Die österreichische Justiz hat Ermittlungen gegen René Benko, den Gründer der insolventen Signa-Gruppe, eingeleitet. Die Wirtschafts- und Korruptionsstaatsanwaltschaft (WKStA) untersucht nicht nur die Vorgänge innerhalb der Signa-Gruppe, sondern auch Benko selbst und eine weitere Person. Im Fokus der Ermittlungen steht der Verdacht des Betrugs durch mutmaßliches Vortäuschen der Zahlungsfähigkeit bei der Verlängerung von Bankkrediten, wie ein Sprecher der Behörde erklärte.

Laut einem Bericht des österreichischen ORF-Radios steht ein Kredit in Höhe von 25 Millionen Euro einer österreichischen Bank im Zentrum der Untersuchungen, der letzten Sommer fällig geworden wäre, jedoch verlängert wurde. Es wird vermutet, dass Benko die Bank bezüglich der finanziellen Lage der Signa-Gruppe getäuscht hat.

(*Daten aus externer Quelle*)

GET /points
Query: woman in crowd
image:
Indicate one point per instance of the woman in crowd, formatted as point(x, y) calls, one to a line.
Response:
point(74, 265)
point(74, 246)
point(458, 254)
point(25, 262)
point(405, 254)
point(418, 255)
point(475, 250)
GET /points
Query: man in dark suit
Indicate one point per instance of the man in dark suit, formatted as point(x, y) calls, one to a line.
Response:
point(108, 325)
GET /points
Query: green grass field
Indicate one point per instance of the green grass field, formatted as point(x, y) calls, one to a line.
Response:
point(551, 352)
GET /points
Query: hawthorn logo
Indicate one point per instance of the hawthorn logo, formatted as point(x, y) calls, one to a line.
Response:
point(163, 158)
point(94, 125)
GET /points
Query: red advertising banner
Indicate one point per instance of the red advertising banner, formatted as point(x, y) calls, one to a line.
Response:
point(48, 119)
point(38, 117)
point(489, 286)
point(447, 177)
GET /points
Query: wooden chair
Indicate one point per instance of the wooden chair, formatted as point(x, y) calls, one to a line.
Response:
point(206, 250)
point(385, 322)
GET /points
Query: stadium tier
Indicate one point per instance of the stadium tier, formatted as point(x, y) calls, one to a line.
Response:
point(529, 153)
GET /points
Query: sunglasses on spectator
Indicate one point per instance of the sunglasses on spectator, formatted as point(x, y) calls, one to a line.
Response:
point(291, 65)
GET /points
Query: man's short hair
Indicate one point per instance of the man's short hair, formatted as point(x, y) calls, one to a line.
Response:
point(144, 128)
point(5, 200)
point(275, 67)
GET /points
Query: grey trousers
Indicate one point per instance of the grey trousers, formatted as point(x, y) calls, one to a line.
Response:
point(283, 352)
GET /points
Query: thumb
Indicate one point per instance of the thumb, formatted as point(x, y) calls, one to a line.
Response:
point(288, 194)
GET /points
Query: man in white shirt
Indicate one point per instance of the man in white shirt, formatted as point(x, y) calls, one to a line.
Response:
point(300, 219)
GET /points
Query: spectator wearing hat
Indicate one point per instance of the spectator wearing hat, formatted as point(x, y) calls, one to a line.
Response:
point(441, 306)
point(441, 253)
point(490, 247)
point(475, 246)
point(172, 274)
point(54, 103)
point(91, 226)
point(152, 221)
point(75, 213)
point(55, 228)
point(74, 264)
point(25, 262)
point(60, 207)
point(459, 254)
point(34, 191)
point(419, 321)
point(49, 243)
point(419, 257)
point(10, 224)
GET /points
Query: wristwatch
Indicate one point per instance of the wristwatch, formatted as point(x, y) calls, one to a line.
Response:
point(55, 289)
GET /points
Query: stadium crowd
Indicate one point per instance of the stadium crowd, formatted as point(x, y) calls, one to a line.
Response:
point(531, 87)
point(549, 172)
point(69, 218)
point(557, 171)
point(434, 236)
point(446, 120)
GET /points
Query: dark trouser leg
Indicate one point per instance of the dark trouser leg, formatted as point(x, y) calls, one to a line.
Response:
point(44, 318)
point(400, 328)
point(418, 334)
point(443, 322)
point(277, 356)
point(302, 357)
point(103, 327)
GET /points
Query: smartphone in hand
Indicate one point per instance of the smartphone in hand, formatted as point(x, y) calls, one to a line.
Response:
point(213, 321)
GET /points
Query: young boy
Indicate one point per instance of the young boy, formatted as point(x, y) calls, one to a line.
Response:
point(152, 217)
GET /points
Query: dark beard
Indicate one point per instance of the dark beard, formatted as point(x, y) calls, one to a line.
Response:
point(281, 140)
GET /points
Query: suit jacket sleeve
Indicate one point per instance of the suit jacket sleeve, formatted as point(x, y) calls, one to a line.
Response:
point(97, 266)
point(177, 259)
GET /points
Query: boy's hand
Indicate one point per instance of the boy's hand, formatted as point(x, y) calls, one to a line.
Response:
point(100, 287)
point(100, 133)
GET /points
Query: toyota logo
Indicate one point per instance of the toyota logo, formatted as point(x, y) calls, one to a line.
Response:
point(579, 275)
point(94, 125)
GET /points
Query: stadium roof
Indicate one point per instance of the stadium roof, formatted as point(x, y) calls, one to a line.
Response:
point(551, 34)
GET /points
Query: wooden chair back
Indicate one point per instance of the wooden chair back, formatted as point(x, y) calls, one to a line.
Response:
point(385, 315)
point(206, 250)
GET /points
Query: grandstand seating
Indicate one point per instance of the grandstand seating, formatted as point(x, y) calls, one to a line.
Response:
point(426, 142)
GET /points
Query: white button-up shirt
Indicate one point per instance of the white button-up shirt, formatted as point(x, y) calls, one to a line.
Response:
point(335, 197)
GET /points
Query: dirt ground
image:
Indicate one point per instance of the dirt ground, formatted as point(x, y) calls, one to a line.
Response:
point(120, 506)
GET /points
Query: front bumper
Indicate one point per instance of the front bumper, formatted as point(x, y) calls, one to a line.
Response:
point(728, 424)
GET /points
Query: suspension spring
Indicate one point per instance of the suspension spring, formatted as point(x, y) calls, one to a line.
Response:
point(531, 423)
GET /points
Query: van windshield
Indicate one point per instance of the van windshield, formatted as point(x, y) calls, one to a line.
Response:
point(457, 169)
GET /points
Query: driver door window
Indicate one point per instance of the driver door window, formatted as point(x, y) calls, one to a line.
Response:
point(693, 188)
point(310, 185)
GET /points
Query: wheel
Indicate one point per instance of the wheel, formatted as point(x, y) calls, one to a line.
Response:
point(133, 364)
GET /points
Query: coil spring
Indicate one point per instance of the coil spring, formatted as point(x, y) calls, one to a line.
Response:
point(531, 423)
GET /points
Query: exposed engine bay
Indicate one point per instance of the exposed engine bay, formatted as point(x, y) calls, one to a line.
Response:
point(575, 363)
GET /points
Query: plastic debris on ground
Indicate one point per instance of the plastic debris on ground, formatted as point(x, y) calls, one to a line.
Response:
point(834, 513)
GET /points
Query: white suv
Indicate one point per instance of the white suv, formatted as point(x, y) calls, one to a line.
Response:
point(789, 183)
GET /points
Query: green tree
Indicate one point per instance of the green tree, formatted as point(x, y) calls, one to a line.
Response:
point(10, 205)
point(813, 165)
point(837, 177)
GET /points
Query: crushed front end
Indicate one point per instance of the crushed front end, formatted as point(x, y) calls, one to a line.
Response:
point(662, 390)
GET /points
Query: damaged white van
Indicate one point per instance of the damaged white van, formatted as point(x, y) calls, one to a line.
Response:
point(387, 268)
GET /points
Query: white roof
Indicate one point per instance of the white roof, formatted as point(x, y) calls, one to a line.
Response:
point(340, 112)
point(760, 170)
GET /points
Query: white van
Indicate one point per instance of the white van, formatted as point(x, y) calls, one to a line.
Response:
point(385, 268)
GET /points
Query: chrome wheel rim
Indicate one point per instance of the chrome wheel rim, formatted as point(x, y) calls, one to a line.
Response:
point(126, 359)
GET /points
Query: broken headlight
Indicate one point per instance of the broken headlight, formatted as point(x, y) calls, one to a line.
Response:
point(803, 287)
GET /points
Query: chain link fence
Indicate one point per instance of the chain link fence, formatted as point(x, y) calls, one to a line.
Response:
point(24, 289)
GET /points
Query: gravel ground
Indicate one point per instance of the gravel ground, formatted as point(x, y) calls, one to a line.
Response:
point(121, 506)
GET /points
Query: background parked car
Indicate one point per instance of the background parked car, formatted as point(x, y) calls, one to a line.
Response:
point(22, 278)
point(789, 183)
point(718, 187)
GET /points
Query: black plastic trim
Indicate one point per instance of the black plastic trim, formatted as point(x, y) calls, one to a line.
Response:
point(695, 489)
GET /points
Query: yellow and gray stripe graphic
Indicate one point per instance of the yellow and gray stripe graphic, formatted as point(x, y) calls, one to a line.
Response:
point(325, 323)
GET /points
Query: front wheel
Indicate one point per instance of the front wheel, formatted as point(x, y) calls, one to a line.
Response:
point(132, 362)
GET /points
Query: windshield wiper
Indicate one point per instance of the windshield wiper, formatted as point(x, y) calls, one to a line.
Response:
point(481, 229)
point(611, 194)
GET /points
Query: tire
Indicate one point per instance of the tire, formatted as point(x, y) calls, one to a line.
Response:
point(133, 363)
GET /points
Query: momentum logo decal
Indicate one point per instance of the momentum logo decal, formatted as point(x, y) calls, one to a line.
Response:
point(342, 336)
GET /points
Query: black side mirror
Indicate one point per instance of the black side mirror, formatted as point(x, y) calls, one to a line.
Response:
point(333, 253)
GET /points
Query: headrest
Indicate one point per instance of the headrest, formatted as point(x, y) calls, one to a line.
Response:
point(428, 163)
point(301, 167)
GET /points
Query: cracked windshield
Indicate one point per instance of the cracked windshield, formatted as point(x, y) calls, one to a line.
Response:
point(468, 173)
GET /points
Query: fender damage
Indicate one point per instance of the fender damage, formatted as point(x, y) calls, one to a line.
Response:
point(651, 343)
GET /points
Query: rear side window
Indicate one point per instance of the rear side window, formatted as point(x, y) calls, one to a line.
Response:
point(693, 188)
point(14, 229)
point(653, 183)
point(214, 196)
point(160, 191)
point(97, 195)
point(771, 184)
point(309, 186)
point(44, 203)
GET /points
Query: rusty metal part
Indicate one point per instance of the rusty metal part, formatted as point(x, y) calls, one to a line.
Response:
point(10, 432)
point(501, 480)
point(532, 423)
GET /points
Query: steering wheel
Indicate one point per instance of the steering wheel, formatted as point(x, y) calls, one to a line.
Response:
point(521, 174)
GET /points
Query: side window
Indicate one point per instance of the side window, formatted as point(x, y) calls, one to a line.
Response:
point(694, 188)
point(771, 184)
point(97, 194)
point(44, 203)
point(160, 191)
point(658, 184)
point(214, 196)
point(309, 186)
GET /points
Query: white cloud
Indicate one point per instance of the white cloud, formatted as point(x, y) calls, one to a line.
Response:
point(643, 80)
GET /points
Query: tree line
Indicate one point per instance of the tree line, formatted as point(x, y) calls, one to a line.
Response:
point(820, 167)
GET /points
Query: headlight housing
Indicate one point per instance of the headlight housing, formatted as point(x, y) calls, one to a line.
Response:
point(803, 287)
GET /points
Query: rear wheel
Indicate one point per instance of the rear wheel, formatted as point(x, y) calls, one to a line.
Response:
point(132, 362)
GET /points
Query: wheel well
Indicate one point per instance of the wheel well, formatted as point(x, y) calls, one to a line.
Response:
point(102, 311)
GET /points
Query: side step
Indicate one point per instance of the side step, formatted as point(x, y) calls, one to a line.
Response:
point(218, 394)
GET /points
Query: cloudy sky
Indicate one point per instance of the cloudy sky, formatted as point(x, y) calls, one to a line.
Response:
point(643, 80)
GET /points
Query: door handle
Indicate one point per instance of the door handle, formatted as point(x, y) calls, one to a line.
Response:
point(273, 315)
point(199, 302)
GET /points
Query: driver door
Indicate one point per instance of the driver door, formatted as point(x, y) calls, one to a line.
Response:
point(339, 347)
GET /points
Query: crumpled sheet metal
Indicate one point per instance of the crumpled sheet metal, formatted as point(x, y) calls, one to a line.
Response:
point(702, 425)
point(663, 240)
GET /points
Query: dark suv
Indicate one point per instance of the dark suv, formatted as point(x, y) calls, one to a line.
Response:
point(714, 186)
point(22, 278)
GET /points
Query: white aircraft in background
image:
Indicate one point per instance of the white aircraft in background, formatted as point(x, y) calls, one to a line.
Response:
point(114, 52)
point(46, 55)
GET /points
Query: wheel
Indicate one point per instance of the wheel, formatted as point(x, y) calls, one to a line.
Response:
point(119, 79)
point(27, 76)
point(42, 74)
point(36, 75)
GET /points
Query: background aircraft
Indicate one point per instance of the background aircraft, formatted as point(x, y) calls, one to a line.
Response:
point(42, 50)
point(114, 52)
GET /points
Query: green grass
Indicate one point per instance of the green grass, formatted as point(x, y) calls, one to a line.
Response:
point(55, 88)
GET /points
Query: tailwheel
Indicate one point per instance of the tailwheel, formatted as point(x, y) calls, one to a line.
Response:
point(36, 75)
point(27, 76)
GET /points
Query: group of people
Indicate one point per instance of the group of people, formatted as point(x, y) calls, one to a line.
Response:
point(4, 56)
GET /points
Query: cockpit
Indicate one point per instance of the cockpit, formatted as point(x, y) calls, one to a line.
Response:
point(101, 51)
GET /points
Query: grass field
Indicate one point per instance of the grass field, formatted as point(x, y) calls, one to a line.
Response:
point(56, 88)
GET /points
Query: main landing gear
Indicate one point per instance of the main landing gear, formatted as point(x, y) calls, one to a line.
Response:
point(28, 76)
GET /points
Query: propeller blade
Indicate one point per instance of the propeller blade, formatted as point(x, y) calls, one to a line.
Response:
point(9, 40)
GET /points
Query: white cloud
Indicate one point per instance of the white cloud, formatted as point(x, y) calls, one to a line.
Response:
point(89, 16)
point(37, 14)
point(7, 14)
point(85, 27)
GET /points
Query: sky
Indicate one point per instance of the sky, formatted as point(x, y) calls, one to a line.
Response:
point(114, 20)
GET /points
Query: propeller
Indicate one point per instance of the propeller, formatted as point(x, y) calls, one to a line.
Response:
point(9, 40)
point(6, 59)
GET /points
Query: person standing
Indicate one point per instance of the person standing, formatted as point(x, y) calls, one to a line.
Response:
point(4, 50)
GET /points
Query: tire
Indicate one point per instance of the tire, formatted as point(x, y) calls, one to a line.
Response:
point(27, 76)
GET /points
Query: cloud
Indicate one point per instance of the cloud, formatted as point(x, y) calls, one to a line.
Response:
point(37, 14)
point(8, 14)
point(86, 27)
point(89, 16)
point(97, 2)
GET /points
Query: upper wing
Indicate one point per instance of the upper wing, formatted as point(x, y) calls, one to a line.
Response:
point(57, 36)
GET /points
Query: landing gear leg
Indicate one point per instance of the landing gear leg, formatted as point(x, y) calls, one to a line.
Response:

Der Anwalt von Benko hat diese Anschuldigungen zurückgewiesen. In einer Stellungnahme bezeichnete er die Vorwürfe als „haltlos und ohne jegliche Grundlage“. „Wir haben bereits Einsicht in die Akten genommen und werden der WKStA schnellstmöglich unsere Darstellung der Sachlage vorlegen“, erklärte er.

Der Rechtsanwalt der betroffenen Bank äußerte gegenüber österreichischen Radiosendern, dass seine Kanzlei aufgrund des Betrugsverdachts entsprechende Anzeigen erstattet habe. Er betonte, dass Benko als faktischer Geschäftsführer direkt beteiligt gewesen sei und daher auch direkt angeklagt werde. Die Namen seiner Mandanten gab der Anwalt nicht preis.

Es war bereits bekannt, dass die Wirtschafts- und Korruptionsstaatsanwaltschaft (WKStA) prüft, ob Benko versucht hat, einen hochrangigen Beamten des österreichischen Finanzministeriums zu bestechen. Zudem bestätigte die Staatsanwaltschaft in München, dass im Zusammenhang mit der Signa-Gruppe wegen Verdachts auf Geldwäsche ermittelt wird. Auch diese Anschuldigungen wurden von Benkos Anwälten zurückgewiesen. Es bleibt spannend!